From day-to-day we all hear about pension funds and provident funds however, do we really know what these are and what the underlying fundamental differences are between them so that when deciding upon a retirement fund which one should be taken out?

A pension fund will pay out a fixed amount per month upon retirement at the respective age (65 in South Africa) until death. A pension fund works in a way in which a small percentage of one’s net salary is paid into a collective fund and that individual will pay up to the retirement date.  Upon transferring between different companies along one’s life so too can pension funds be transferred.  Upon redemption a maximum of 33.3% can be taken as a lump sum of cash and a minimum of 66.65 will be paid as pensions.

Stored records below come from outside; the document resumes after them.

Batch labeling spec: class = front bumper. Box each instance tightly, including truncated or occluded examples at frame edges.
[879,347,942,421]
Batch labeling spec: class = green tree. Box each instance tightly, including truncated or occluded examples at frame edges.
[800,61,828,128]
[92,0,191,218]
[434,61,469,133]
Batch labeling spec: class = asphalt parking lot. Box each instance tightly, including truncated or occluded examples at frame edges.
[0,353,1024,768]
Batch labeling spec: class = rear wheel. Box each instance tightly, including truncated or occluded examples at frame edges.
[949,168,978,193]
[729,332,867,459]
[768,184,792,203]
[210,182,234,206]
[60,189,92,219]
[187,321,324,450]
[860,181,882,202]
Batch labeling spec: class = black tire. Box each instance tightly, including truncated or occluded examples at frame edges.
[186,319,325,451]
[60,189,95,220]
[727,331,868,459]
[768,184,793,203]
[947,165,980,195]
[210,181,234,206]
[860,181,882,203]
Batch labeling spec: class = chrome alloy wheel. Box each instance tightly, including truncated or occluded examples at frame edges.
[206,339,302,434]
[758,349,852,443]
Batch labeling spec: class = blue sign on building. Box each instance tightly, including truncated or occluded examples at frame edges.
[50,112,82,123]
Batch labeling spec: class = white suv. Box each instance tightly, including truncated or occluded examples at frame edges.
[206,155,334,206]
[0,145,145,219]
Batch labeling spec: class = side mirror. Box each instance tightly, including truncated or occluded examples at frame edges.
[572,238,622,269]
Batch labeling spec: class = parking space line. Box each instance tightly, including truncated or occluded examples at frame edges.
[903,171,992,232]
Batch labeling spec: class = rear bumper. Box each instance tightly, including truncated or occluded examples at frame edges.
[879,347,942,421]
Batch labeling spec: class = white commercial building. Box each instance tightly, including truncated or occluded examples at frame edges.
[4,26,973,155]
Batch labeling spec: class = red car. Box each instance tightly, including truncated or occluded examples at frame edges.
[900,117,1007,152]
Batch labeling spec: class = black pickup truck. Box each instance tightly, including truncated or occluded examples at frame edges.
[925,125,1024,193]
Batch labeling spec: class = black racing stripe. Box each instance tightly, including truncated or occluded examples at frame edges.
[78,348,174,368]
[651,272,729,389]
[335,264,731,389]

A provident fund is very similar to a pension fund in that monthly payments are paid to a collective fund. The main things that separate the two are: the full amount of the provident fund can be redeemed as cash upon retirement, part of the provident fund is redeemable when one is in between jobs and upon disease or disability a provident fund will immediately start paying out and in the event of an early death the fund will pay out to the stipulated beneficiaries in the provident fund document, and if none are stipulated it will form part of the estate of the deceased and can be used to settle creditors in the event of sequestration of one’s estate.

To conclude it is in everyone’s best interest to hold both a pension fund and a provident fund for optimal retirement security as well as further tax advantages (will be discussed in later articles) due to the deductions for payments to such funds and to protect the connected persons in relation to yourself.